Updated

A judge heard competing appeals Tuesday in the disappearance of Natalee Holloway (search), with a defense lawyer seeking the release of a Dutch teen in the case and prosecutors asking for the re-arrest of two brothers from Suriname.

Brothers Satish and Deepak Kalpoe (search), and 17-year-old Joran van der Sloot (search) were among the last people to see Holloway, 18, of Mountain Brook, Ala., before she vanished on the final night of a high school graduation trip to the Dutch Caribbean island.

The hearings were closed and the judge was expected to confer with two colleagues before issuing a ruling Thursday.

Separately, a U.S. organization that has been searching for Holloway for more than three weeks said it planned to halt its efforts and return home Sunday.

"We want to feel in our hearts we did everything," a tearful Tim Miller, director Texas EquuSearch, said at a news conference.

The first hearing Tuesday was an appeal of a judge's ruling earlier this month that there was insufficient evidence to hold the brothers in Holloway's disappearance. Satish Kalpoe, 18, and Deepak Kalpoe, 21, had been in custody since June 9, when they were arrested along with van der Sloot. They were released on July 4.

The Kalpoe brothers left court with their lawyers after brief hearings. Van der Sloot left the courthouse — handcuffed and hiding his face from the news media — in the custody of authorities.

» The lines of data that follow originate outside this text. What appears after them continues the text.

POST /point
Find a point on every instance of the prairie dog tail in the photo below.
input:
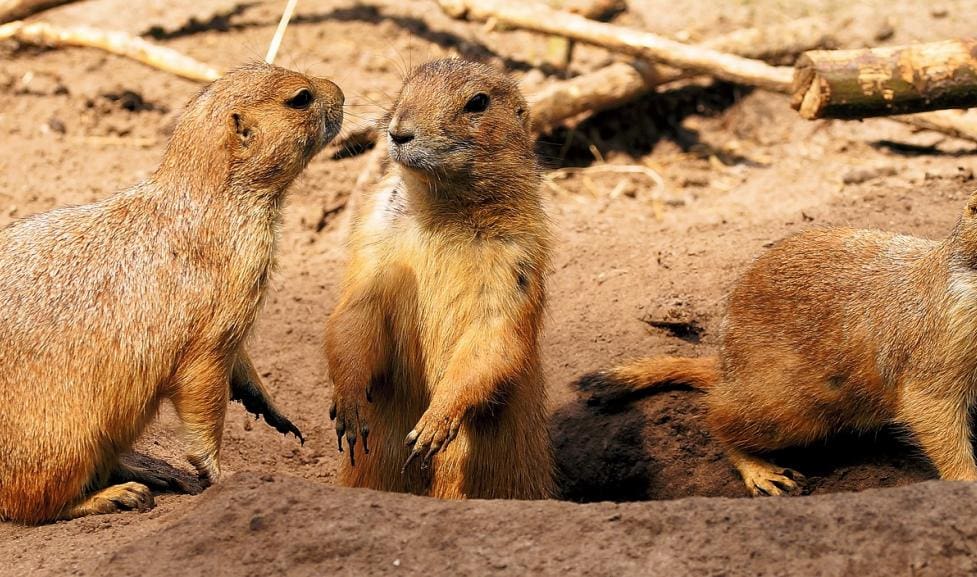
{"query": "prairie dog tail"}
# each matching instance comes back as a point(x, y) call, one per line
point(699, 373)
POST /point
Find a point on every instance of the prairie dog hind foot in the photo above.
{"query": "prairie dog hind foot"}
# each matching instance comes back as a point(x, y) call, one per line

David Kock, the lawyer for Satish Kalpoe, said he was confident the younger brother would remain free.

"There's nothing new against my client," Kock said outside the courthouse. "I'm speculating but perhaps the prosecution wants to appeal for PR reasons."

Kock said prosecutors informed him Monday that they had new evidence in the case that included online chatroom conversations between Deepak Kalpoe and van der Sloot.

But Ruud Offringa, the lawyer for the older brother, told reporters the chatroom conversations were not new evidence and had previously presented to a judge.

The judge was also hearing a fourth appeal from prosecutors seeking to overturn an order allowing van der Sloot's father, Paul, to visit his son while he's in custody.

Attorney General Caren Janssen has said that Paul van der Sloot, a judge in training on the island, had given his son and two friends legal advice, allegedly telling them, "When there is no body you don't have a case."

The father was arrested June 23 and released four days later after a judge ruled there was not enough evidence to hold him.

Holloway vanished in the early hours of May 30, just before she was to catch a flight home from a five-day vacation celebrating her high school graduation with 124 classmates.

Extensive searches of the island and surrounding waters by authorities and volunteers have turned up no trace of the young woman. Members of a volunteer search team from Florida State University's underwater crime scene investigation department left the island Tuesday.